Nous avons brûlé trois bougies noires contre d’invisibles ennemis. Contre nos peurs intérieures. Puis nous avons commencé à écrire.
Lorsque nous écrivons nous partons en dérive pour faire exister, dans nos langues, une mélodie qui peut être entendue. Traversant des milliers de miles, d’un océan à un autre.
Nous écrivons les mille fleuves qui parcourent l’espace de toute part – ventre ouvert, déployé, féminin – obscène- joyeusement voluptueux, obscène et fécond face à la volonté de détruire.
Car tout reste à faire.
Tout reste à faire dans le sens. Cet imbroglio d’hésitations et d’incompréhensions mutuelles. Nous n’avons rien à lisser. Rien à rendre homogène. Au contraire. Nous devons conserver l’enchevêtrement de ce qui nous échappe.

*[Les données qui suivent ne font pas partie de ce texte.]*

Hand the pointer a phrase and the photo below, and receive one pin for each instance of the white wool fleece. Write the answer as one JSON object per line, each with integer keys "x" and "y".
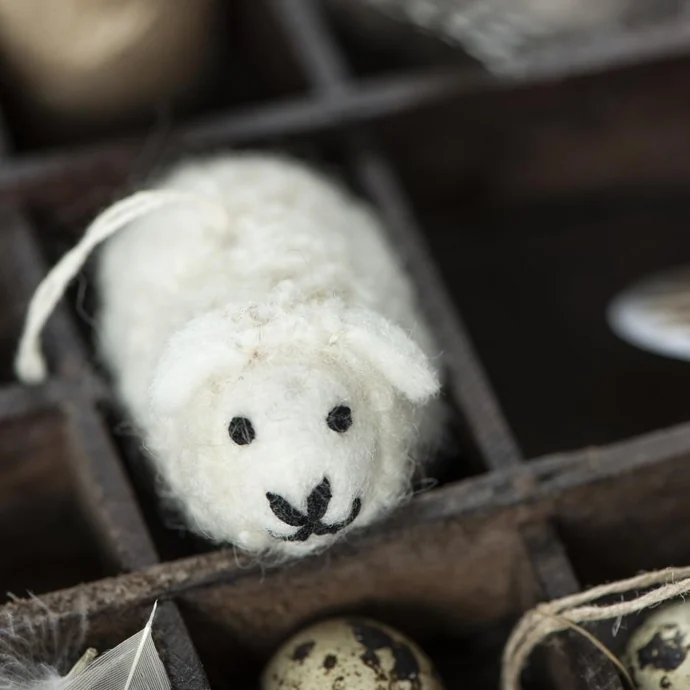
{"x": 274, "y": 363}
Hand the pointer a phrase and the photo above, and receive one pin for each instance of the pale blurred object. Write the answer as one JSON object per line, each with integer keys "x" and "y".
{"x": 99, "y": 60}
{"x": 654, "y": 314}
{"x": 523, "y": 38}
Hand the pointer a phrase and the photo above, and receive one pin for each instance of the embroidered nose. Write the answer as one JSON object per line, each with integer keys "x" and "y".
{"x": 317, "y": 505}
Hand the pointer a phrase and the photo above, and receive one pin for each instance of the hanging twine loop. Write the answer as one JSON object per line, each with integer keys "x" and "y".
{"x": 569, "y": 613}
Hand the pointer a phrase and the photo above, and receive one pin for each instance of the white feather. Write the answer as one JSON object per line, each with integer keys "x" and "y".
{"x": 132, "y": 665}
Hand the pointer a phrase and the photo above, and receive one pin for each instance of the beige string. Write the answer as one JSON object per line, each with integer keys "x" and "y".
{"x": 565, "y": 613}
{"x": 30, "y": 365}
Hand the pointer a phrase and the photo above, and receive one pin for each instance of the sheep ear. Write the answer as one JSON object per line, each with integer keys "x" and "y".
{"x": 206, "y": 348}
{"x": 393, "y": 354}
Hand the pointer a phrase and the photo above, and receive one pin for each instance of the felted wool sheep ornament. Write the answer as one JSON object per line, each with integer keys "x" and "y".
{"x": 265, "y": 342}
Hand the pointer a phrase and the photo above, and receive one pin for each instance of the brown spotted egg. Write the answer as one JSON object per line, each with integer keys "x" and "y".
{"x": 658, "y": 652}
{"x": 350, "y": 654}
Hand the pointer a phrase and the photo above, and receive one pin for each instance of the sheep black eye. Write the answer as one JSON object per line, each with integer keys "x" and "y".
{"x": 241, "y": 431}
{"x": 339, "y": 418}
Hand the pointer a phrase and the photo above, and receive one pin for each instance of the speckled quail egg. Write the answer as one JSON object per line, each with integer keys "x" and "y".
{"x": 350, "y": 654}
{"x": 658, "y": 652}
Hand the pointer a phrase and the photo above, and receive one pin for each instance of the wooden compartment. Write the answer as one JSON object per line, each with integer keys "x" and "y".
{"x": 519, "y": 210}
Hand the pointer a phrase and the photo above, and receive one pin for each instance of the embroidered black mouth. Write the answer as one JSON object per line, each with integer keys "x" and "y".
{"x": 311, "y": 522}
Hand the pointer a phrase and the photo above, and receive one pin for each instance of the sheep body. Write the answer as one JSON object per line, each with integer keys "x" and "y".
{"x": 201, "y": 321}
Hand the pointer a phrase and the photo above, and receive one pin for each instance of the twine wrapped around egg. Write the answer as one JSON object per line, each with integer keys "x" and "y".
{"x": 96, "y": 60}
{"x": 569, "y": 613}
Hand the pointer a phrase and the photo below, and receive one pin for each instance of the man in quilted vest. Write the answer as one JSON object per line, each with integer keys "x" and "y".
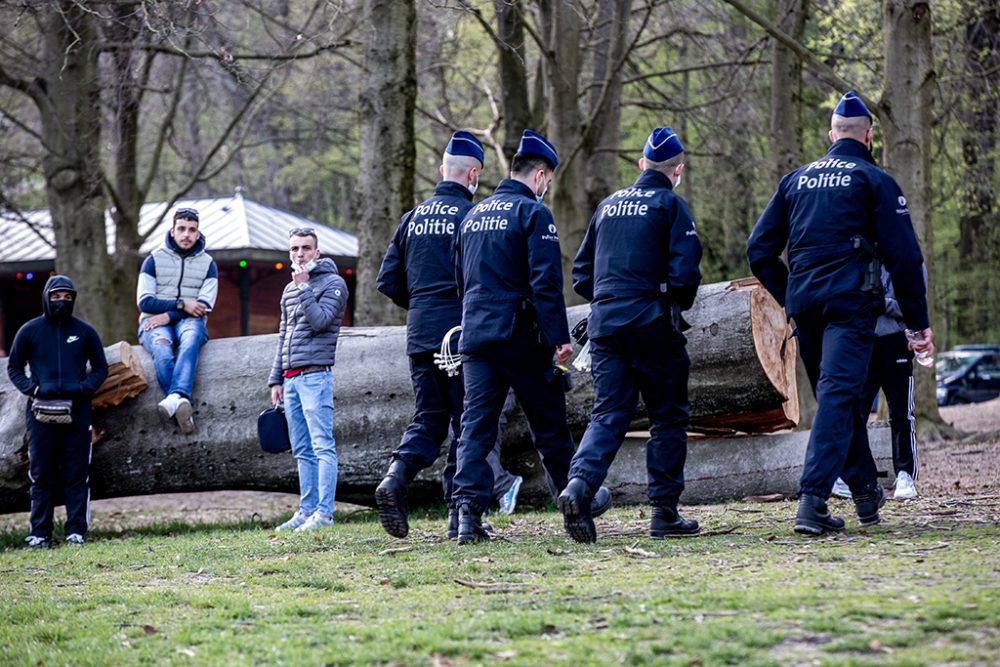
{"x": 177, "y": 287}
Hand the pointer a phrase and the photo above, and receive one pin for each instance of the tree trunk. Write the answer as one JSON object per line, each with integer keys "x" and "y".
{"x": 388, "y": 154}
{"x": 512, "y": 66}
{"x": 977, "y": 299}
{"x": 786, "y": 138}
{"x": 68, "y": 100}
{"x": 739, "y": 380}
{"x": 907, "y": 99}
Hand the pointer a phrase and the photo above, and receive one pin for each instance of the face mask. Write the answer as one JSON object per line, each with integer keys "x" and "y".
{"x": 61, "y": 311}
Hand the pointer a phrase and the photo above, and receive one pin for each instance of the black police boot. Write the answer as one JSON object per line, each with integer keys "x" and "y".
{"x": 390, "y": 497}
{"x": 470, "y": 526}
{"x": 814, "y": 518}
{"x": 601, "y": 502}
{"x": 867, "y": 504}
{"x": 576, "y": 503}
{"x": 666, "y": 522}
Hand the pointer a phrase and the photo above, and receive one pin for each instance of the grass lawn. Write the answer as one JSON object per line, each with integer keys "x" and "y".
{"x": 923, "y": 588}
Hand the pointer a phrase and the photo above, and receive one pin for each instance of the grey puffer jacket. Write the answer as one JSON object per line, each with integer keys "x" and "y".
{"x": 310, "y": 321}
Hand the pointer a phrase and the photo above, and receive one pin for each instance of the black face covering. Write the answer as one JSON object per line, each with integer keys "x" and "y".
{"x": 61, "y": 311}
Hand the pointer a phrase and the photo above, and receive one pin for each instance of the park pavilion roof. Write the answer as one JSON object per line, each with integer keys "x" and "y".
{"x": 236, "y": 228}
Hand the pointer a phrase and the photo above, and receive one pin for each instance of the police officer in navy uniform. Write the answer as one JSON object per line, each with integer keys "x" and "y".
{"x": 839, "y": 217}
{"x": 418, "y": 273}
{"x": 513, "y": 321}
{"x": 638, "y": 266}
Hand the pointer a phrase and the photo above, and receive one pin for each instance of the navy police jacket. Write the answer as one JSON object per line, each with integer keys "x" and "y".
{"x": 418, "y": 271}
{"x": 816, "y": 212}
{"x": 509, "y": 263}
{"x": 640, "y": 254}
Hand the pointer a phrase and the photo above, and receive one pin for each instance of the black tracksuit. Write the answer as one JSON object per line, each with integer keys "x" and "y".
{"x": 57, "y": 350}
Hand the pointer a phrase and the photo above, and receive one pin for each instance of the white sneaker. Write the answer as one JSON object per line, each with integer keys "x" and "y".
{"x": 183, "y": 414}
{"x": 297, "y": 520}
{"x": 905, "y": 489}
{"x": 840, "y": 489}
{"x": 509, "y": 500}
{"x": 168, "y": 406}
{"x": 317, "y": 520}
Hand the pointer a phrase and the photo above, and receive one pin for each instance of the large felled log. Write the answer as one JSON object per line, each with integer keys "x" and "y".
{"x": 739, "y": 380}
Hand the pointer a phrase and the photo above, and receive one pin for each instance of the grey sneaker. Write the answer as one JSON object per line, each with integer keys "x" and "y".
{"x": 183, "y": 415}
{"x": 297, "y": 520}
{"x": 841, "y": 490}
{"x": 317, "y": 520}
{"x": 34, "y": 542}
{"x": 508, "y": 501}
{"x": 905, "y": 488}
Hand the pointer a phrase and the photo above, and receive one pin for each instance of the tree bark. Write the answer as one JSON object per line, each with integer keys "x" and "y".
{"x": 68, "y": 99}
{"x": 739, "y": 380}
{"x": 907, "y": 98}
{"x": 977, "y": 299}
{"x": 388, "y": 153}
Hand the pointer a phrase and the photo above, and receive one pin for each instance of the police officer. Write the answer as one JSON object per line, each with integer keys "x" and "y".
{"x": 838, "y": 217}
{"x": 513, "y": 320}
{"x": 418, "y": 273}
{"x": 638, "y": 266}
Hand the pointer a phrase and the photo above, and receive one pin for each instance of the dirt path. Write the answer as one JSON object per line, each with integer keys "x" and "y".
{"x": 948, "y": 469}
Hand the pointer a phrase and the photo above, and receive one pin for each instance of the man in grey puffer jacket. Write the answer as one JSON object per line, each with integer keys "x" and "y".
{"x": 312, "y": 307}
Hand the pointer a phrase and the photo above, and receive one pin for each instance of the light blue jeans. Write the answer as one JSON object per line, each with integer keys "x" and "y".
{"x": 309, "y": 411}
{"x": 175, "y": 371}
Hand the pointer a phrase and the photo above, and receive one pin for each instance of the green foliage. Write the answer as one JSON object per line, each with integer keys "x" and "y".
{"x": 906, "y": 593}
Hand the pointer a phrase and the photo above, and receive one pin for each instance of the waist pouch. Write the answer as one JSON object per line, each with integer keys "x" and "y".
{"x": 53, "y": 411}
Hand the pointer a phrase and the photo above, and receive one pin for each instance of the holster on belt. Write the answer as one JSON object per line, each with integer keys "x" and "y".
{"x": 872, "y": 279}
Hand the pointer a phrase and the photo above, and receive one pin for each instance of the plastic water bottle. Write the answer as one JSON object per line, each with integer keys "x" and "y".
{"x": 923, "y": 358}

Non pas pour être hermétiques mais pour conserver ce qui est encore signifiant. Ce qu’il nous reste pour nous comprendre ensemble. Conserver la fluidité du vivre, la recherche d’une profondeur ou d’une surfacialité du sens. Au delà de ce qui ne fait que se montrer.
Le langage est notre maison ouverte à tous.
Trois bougies noires contre la mort - par delà la masse de la nuit qui tombe. Au delà la vie fait son bruit qui nous apprend la musique et la danse, le langage du monde.
Nous avons des langues fumigènes, d’autres qui s’imposent à d’autres, qui enclavent ou réunissent et nous devons choisir. Mais nos langues nous parlent contre nous mêmes, et le temps d’un poème, d’une nouvelle, nous font abonder dans le dépassement de tout sens propre: là où nous devons aller. Là où notre sente perdure.
Trois bougies noires me protègent, au milieu des chemins de traverse, quand l’homme est le plus grand prédateur possible.
Trois bougies noires contre le désastre du monde, posées par hasard sur le chemin de l’écriture.
Texte écrit le 3 juin 2020, village amérindien de Kuwano.